300’ü aşkın üyesiyle inşaat sektörünün en güçlü derneklerinden Anadolu Yakası İnşaat Müteahhitleri Derneği (AYİDER), 17 Ağustos 1999 depreminin yıldönümünde kentsel dönüşümde şehrin bina stokunun eski olduğu yerlerde inşaatlara yoğunlaşmak gerektiğine dikkat çekti.
Çevre, Şehircilik ve İklim Değişikliği Bakanlığı’nın yapmış olduğu açıklamalara göre İstanbul’da 2025 itibarıyla 8 milyon 70 bin ev ve iş yeri bulunurken, bunların 3 milyon 393 bini 2000 yılı ve öncesine ait. İstanbul’da acil dönüşmesi gereken riskli konut sayısı ise 600 bin adet. 17 Ağustos 1999 depremi sonrasında “6306 Sayılı Afet Riski Altındaki Alanların Dönüştürülmesi Hakkında Kanun” kapsamında kentsel dönüşüm çalışmaları başladı.
Depremin yıldönümünde açıklama yapan AYİDER Başkanı Hakan Şişik, Yarısı Bizden kampanyasının kentsel dönüşümü hızlandırmak için önemli bir hamle olduğunu ve halk tarafından karşılık bulduğunu ifade ederek, “Yarısı Bizden kampanyasının dışında bakanlık, büyükşehir belediyesi, 39 belediye ve STK’lar bir masa etrafında birleşip şehre dair bir master plan çıkarılmalı. Her seferinde yeni imar planları hazırlamak yerine tıpkı Avrupa’da olduğu gibi İstanbul başta olmak üzere tüm şehirlerimizin 100 yıllık master plana ihtiyacı bulunuyor.
Çünkü binaları sadece depreme göre değil, iklim şartlarına göre de yapmalıyız” açıklamalarında bulunuyor. Bitişik nizam alanlarda kentsel dönüşümün önünü açabilmek için emsal artışı yapılmasını tavsiye eden Şişik, “5 kat izin varsa onu bir kat daha izin verilebilir. Bina bazında değil, o adanın olduğu alanlarda olabilir.

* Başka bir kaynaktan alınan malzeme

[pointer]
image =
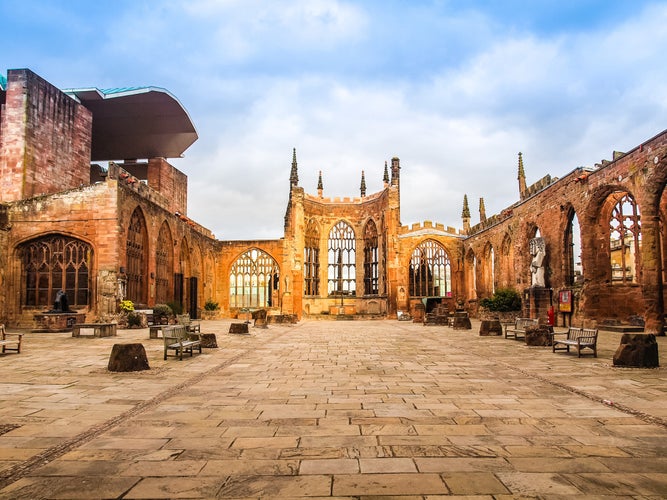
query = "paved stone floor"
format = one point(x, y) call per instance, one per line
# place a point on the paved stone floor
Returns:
point(344, 409)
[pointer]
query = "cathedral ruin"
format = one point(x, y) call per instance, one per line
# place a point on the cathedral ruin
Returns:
point(116, 232)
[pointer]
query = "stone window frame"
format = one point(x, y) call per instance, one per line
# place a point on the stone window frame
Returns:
point(52, 263)
point(164, 264)
point(341, 264)
point(136, 258)
point(311, 259)
point(625, 220)
point(429, 265)
point(371, 259)
point(253, 277)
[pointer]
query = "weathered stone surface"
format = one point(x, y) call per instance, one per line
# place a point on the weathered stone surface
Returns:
point(637, 350)
point(209, 340)
point(490, 327)
point(461, 322)
point(128, 358)
point(238, 328)
point(539, 335)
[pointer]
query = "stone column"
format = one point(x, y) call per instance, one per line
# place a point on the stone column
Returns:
point(652, 275)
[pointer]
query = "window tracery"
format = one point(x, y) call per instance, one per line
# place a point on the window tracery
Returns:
point(311, 259)
point(430, 271)
point(371, 259)
point(253, 279)
point(54, 263)
point(342, 256)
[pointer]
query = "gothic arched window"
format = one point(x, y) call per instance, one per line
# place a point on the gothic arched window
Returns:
point(164, 265)
point(311, 259)
point(136, 260)
point(625, 240)
point(54, 263)
point(342, 256)
point(430, 271)
point(371, 259)
point(253, 279)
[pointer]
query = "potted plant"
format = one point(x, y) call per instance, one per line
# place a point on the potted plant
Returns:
point(503, 307)
point(211, 309)
point(162, 313)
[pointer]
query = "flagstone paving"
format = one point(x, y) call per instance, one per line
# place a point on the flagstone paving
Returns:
point(330, 409)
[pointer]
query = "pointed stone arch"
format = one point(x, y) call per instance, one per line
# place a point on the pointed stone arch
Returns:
point(430, 271)
point(136, 258)
point(341, 263)
point(164, 265)
point(254, 280)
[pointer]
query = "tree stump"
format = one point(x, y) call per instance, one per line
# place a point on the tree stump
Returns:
point(539, 335)
point(490, 327)
point(461, 322)
point(238, 328)
point(128, 358)
point(638, 350)
point(209, 340)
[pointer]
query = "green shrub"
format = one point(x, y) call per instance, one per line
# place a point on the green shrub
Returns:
point(133, 319)
point(210, 305)
point(126, 306)
point(176, 307)
point(503, 300)
point(162, 310)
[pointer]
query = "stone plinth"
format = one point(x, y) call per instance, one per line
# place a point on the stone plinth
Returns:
point(128, 358)
point(537, 301)
point(57, 322)
point(540, 335)
point(637, 350)
point(238, 328)
point(461, 321)
point(490, 327)
point(209, 340)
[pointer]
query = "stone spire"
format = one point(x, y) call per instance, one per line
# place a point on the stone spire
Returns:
point(294, 174)
point(395, 171)
point(522, 178)
point(465, 215)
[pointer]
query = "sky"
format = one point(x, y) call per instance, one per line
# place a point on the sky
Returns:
point(455, 89)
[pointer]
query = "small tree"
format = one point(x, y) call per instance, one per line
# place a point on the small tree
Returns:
point(210, 305)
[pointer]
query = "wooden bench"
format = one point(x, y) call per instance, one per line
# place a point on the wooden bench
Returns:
point(581, 338)
point(191, 326)
point(10, 339)
point(99, 329)
point(177, 338)
point(518, 329)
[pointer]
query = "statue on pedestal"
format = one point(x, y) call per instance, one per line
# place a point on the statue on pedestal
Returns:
point(538, 253)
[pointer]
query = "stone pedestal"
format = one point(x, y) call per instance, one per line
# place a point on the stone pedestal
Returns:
point(461, 321)
point(536, 303)
point(637, 350)
point(128, 358)
point(57, 322)
point(490, 327)
point(541, 335)
point(209, 340)
point(260, 318)
point(238, 328)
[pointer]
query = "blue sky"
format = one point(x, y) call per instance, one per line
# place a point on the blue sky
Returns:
point(455, 89)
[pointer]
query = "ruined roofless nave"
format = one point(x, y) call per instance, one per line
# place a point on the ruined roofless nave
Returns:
point(103, 234)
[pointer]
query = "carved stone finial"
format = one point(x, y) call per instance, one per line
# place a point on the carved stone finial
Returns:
point(294, 174)
point(482, 210)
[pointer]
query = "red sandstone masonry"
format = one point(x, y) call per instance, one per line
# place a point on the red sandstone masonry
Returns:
point(45, 143)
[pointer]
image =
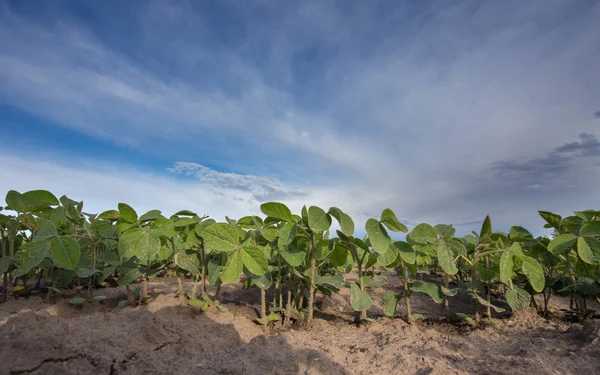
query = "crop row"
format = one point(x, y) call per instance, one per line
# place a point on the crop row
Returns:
point(291, 257)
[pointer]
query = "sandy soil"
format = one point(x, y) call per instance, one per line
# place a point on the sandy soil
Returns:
point(165, 336)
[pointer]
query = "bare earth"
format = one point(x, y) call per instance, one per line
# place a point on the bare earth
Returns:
point(165, 337)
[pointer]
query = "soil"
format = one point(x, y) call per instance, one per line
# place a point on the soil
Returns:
point(166, 336)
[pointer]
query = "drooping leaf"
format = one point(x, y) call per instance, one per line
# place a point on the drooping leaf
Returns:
point(430, 289)
point(277, 210)
point(389, 219)
point(255, 260)
point(561, 243)
point(318, 219)
point(359, 299)
point(65, 252)
point(345, 221)
point(423, 234)
point(377, 236)
point(127, 213)
point(390, 303)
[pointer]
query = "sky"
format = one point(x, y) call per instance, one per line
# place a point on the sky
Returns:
point(443, 111)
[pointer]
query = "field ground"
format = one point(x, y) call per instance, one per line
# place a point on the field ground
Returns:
point(166, 336)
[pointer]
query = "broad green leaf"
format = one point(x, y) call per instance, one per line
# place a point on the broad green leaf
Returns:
point(255, 260)
point(4, 264)
point(277, 210)
point(534, 273)
point(407, 253)
point(335, 281)
point(287, 234)
point(294, 255)
point(65, 252)
point(588, 249)
point(31, 255)
point(377, 236)
point(184, 222)
point(110, 215)
point(486, 228)
point(561, 243)
point(233, 268)
point(389, 219)
point(423, 234)
point(446, 258)
point(39, 198)
point(591, 229)
point(507, 265)
point(339, 255)
point(431, 289)
point(127, 213)
point(318, 220)
point(345, 221)
point(444, 230)
point(554, 220)
point(359, 299)
point(189, 261)
point(150, 215)
point(390, 303)
point(517, 298)
point(140, 242)
point(519, 234)
point(220, 237)
point(46, 230)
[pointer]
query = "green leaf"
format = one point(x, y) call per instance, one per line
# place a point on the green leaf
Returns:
point(233, 268)
point(389, 219)
point(277, 210)
point(390, 303)
point(31, 255)
point(345, 221)
point(65, 252)
point(287, 234)
point(431, 289)
point(561, 243)
point(507, 266)
point(486, 228)
point(150, 215)
point(359, 299)
point(318, 220)
point(423, 234)
point(220, 237)
point(189, 261)
point(407, 253)
point(588, 249)
point(591, 229)
point(127, 213)
point(554, 220)
point(377, 236)
point(109, 215)
point(293, 254)
point(139, 242)
point(534, 273)
point(255, 260)
point(339, 255)
point(517, 298)
point(446, 258)
point(184, 222)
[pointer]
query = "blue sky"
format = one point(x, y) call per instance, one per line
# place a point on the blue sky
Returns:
point(443, 111)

Örneğin; alan 50 bin metrekare ise 60 bin kareye çıkarılıp dönüşümün önü açılıp özel sektöre de pay verebilirsiniz. Fatih, Beyoğlu’nun arkası, Avcılar, Bakırköy gibi alanlarda. Kadıköy Acıbadem’de de bitişik nizamdan dolayı kentsel dönüşüm gerçekleşemiyordu ve emsal artışı sayesinde sorun çözüldü” diyor. AYİDER Başkanı Hakan Şişik, her adanın ve sokağın ihtiyacını karşılayabilecek yeşil alanların hayati önem taşıdığını da belirtiyor.